US President Donald Trump said on Monday that he would not meet with Canada “for a while,” as Prime Minister Mark Carney offered an olive branch to resume trade talks.
Trump announced he would be hiking tariffs on Canadian goods by an additional 10 percent and terminated all trade talks following what he called a “fake” anti-tariff ad campaign that featured the late ex-president Ronald Reagan.
When asked whether he would meet with Carney at the Asia-Pacific Economic Cooperation (APEC) summit he told reporters on Air Force One: “I don’t want to meet with him, no.”
“I’m not going to be meeting with him for a while… One of the most difficult countries to deal with has been Canada, as much as I love Canada itself and the people of Canada,” Trump added.
Trump did not confirm when the tariff hike is set to begin.
Speaking on the sidelines of a regional summit in Malaysia on Monday, Carney said he ready to resume talks with Trump following the row.
“We stand ready to sit down with the United States, myself with the president, my colleagues with their colleagues, when the US is ready to sit down,” Carney told reporters.
Carney said he had not had any contact with the US president in Kuala Lumpur.

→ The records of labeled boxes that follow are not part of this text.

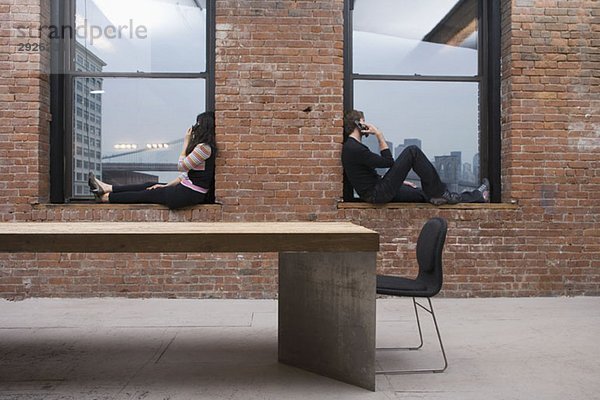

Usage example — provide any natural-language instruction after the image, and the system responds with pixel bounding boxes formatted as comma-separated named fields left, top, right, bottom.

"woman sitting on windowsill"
left=88, top=112, right=217, bottom=209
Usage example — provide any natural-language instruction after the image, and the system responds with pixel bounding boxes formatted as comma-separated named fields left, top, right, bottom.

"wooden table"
left=0, top=222, right=379, bottom=390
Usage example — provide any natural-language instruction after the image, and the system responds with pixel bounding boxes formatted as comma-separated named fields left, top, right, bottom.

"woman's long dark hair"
left=185, top=111, right=217, bottom=156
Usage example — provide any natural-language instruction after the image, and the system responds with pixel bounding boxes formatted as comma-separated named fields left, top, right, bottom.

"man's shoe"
left=88, top=171, right=104, bottom=196
left=477, top=178, right=490, bottom=203
left=429, top=190, right=461, bottom=206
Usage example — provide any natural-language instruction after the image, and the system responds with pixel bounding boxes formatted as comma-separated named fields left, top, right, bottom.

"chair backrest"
left=417, top=217, right=448, bottom=296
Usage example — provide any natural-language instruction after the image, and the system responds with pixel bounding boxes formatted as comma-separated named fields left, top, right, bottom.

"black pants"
left=374, top=146, right=484, bottom=203
left=373, top=146, right=446, bottom=203
left=108, top=182, right=206, bottom=209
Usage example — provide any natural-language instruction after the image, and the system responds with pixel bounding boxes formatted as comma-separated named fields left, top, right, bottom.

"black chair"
left=377, top=218, right=448, bottom=375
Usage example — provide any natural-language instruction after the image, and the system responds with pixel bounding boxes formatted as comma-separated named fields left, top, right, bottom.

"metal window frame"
left=49, top=0, right=216, bottom=203
left=343, top=0, right=501, bottom=203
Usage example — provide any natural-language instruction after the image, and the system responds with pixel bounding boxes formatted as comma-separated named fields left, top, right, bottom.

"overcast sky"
left=76, top=0, right=478, bottom=168
left=353, top=0, right=478, bottom=163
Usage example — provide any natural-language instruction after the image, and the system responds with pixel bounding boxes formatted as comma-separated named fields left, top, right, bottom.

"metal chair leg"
left=376, top=297, right=423, bottom=351
left=375, top=297, right=448, bottom=375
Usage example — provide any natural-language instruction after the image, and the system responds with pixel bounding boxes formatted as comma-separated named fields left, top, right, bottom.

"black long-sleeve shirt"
left=342, top=137, right=394, bottom=201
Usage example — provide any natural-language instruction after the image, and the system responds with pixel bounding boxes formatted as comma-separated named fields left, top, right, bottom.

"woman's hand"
left=146, top=183, right=167, bottom=190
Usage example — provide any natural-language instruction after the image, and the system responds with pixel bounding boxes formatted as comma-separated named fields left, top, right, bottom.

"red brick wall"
left=0, top=0, right=600, bottom=298
left=0, top=0, right=50, bottom=221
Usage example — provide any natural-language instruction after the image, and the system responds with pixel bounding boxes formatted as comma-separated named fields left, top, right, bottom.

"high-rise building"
left=434, top=151, right=462, bottom=192
left=72, top=42, right=106, bottom=197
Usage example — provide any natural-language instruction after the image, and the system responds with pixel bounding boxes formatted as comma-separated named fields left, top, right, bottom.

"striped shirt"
left=177, top=143, right=212, bottom=193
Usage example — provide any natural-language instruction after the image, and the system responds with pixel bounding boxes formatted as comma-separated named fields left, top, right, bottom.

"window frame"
left=49, top=0, right=216, bottom=203
left=343, top=0, right=501, bottom=203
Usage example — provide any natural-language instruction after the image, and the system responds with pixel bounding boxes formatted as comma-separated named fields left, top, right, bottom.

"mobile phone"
left=354, top=121, right=369, bottom=136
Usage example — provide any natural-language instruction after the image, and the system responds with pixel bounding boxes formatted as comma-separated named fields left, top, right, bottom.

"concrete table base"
left=279, top=252, right=376, bottom=390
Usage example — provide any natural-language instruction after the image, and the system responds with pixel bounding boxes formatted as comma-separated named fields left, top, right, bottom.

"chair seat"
left=377, top=275, right=439, bottom=297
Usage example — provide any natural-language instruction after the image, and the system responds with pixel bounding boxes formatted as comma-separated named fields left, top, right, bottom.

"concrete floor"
left=0, top=297, right=600, bottom=400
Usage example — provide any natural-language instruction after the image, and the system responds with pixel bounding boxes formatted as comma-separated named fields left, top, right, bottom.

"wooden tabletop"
left=0, top=222, right=379, bottom=253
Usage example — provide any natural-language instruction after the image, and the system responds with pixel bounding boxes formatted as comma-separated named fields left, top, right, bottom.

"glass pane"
left=74, top=0, right=206, bottom=72
left=73, top=78, right=205, bottom=197
left=352, top=0, right=478, bottom=76
left=354, top=81, right=479, bottom=192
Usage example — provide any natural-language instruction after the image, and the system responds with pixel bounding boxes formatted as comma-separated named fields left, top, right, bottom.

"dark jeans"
left=108, top=182, right=206, bottom=209
left=391, top=185, right=485, bottom=203
left=373, top=146, right=446, bottom=203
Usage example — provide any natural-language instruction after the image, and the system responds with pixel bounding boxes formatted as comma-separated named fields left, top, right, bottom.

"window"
left=51, top=0, right=215, bottom=202
left=344, top=0, right=500, bottom=201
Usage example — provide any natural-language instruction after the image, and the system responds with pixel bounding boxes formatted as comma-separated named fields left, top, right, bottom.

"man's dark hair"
left=344, top=110, right=365, bottom=141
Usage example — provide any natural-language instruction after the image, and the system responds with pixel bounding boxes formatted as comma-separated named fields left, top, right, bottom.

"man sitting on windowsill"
left=342, top=110, right=490, bottom=206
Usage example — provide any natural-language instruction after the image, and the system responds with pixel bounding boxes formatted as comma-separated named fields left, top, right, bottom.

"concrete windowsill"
left=33, top=201, right=223, bottom=212
left=337, top=201, right=519, bottom=210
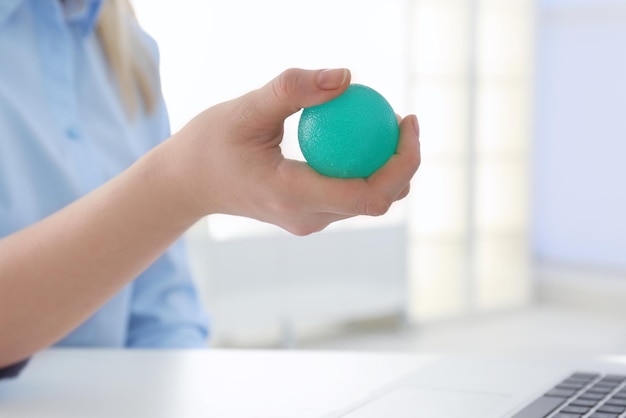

But added that he had agreed to meet Chinese President Xi Jinping, with both men due at an Asia-Pacific Economic Cooperation (APEC) summit in South Korea on Wednesday.
Carney said talks with Xi would include their “commercial relationship, as well as the evolution of the global system”.
Trump’s global sectoral tariffs — particularly on steel, aluminium, and automobiles — have hit Canada hard, forcing job losses and squeezing businesses.
“We had made considerable progress on a supplement to the trading relationship that we had,” Carney added, referring to US trade talks, including “considerable progress in the areas of steel, aluminium, and energy-associated areas as well”.
The ad from the Canadian province of Ontario used quotes from a radio address on trade that Reagan delivered in 1987, in which he warned against the ramifications that he said high tariffs on imports could have on the US economy.
It cited the Republican icon as saying “high tariffs inevitably lead to retaliation by foreign countries and the triggering of fierce trade wars.” The quote matches a transcript of his speech on the Ronald Reagan Presidential Library’s website.
The Ronald Reagan foundation wrote on X on Thursday that the Ontario government had used “selective audio and video” and that it was reviewing its legal options.
Ontario said it would pull the offending anti-tariff ad on Monday so that negotiations could resume.